Experiment 10 Preparation of the benzoate of
phenol.
Theory
Many phenols yield crystalline benzoyl derivatives with benzoyl
chloride in the presence of sodium hydroxide
(Schötten-Baumann method).
Mechanism
Procedure:
To the phenol (0.5 g) is added 5% sodium hydroxide (10 mL) in a
well-corked boiling tube or a small conical flask.
Benzoyl chloride (2 mL, density 1.21 g cm-3) is added in small
quantities at a time, and the mixture shaken vigorously with
occasional cooling under the tap or in ice water.
After 15 minutes the solid benzoate separates out: the solution should be
alkaline at the end of the reaction; if not alkaline, or
if oily, add a solid pellet of sodium hydroxide and shake
again.
Collect the benzoate, wash thoroughly with cold water, and
recrystallise from ethanol (NO FLAMES!). Carry out the tests for
phenols and esters (p 57).
In your lab book record and explain the differences in the IR spectra of
the starting material and product.
A sample of product prepared in the C10J laboratory
CAUTION:
Benzoyl chloride is LACHRYMATORY and should be handled
with care under a FUME HOOD.
Phenol is not only toxic but will cause severe
burns. USE OF THIN LAYER CHROMATOGRAPHY (TLC) AS AN ANALYTICAL
TECHNIQUE
Objective:
To show how TLC may be used to assess the purity of acompound and
to determine the components present in amixture.
Introduction:
The term chromatography describes a technique whereby substances
may be separated from one another when they are partitioned
between two phases, a mobile phase and a stationary phase.
Suppose a mixture of two compounds A and B are placed, for
example, on a column of silica (the stationary phase) and that B
is more strongly adsorbed than A. If a liquid (the mobile phase,
in which both compounds are soluble) is now passed over the
stationary phase both A and B will tend to be removed from the
silica and be carried along in the direction of liquid flow.

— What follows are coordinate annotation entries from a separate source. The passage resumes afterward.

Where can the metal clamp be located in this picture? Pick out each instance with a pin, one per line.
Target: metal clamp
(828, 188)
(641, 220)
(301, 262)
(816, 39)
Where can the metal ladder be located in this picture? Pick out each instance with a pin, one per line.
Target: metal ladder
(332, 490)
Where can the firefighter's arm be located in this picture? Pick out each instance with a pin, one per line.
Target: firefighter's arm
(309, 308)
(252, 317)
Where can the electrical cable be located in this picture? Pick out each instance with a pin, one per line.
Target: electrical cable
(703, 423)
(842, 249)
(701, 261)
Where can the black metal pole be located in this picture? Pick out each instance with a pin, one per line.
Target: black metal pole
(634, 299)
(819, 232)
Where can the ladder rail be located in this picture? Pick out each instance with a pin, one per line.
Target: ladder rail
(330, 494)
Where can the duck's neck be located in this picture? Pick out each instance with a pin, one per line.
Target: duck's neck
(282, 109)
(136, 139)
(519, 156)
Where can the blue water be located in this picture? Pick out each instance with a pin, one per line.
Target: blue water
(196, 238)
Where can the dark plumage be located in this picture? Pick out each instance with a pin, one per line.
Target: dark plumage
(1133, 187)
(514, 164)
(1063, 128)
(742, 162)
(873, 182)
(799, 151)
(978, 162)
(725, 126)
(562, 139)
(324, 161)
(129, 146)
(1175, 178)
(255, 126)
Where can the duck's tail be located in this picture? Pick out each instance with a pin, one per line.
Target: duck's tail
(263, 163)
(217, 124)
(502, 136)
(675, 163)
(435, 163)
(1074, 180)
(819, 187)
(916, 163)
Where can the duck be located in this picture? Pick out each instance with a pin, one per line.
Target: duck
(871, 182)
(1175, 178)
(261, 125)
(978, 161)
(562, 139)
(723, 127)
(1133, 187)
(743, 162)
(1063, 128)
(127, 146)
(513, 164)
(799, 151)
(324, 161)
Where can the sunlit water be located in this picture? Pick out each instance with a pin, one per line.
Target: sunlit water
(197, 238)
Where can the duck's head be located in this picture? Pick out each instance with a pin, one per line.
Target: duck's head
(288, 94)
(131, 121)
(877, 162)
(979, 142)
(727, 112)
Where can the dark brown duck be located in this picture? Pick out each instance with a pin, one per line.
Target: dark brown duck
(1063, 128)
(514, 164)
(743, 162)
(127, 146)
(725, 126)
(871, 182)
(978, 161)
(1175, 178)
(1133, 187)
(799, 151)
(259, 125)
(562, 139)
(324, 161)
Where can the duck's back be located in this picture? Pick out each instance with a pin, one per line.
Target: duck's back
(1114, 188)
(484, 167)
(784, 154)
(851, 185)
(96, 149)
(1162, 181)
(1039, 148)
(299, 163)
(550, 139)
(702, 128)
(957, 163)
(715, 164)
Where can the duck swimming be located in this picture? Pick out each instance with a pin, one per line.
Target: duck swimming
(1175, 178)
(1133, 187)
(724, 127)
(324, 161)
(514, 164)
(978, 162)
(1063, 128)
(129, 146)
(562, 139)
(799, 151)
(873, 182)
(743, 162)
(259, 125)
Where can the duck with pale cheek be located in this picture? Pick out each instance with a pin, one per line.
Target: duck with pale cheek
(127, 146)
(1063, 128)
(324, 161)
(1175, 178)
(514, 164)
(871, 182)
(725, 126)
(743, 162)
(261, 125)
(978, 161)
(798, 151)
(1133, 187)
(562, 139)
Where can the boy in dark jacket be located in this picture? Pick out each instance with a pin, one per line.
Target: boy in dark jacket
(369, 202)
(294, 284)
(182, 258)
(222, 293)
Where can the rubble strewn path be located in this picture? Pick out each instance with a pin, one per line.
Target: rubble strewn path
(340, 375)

Since B is more strongly adsorbed than A on the silica, it is
less easily removed by the liquid. If the latter is collected in
fractions, it will be observed that the first fraction will
contain compound A only and the latter fractions will contain
compound B. The original mixture is thus separated into its
individual components.
The above separation technique was first applied to the
separation of coloured compounds, e.g. the separation of pigments
in plant material, but it is now widely used for both coloured
and non-coloured materials. The following types of
chromatographic separation are routinely employed in chemical
laboratories:
1. Column
2. Paper
3. Thin layer
4. Gas-solid and
gas-liquid chromatography.
In thin layer chromatography, the stationary phase (e.g. silica,
alumina, cellulose) is deposited as a thin layer (0.1 - 2 mm
thick) on a flat supporting surface, normally a piece of glass of
suitable dimensions (e.g. 5 cm x 20 cm x 0.5 cm). The adsorbent
is generally held in place with a binding agent such as starch or
plaster of Paris. The mixture to be separated is first dissolved
in a suitable solvent then applied (by means of capillary) as a
small spot on the stationary phase a short distance from one end.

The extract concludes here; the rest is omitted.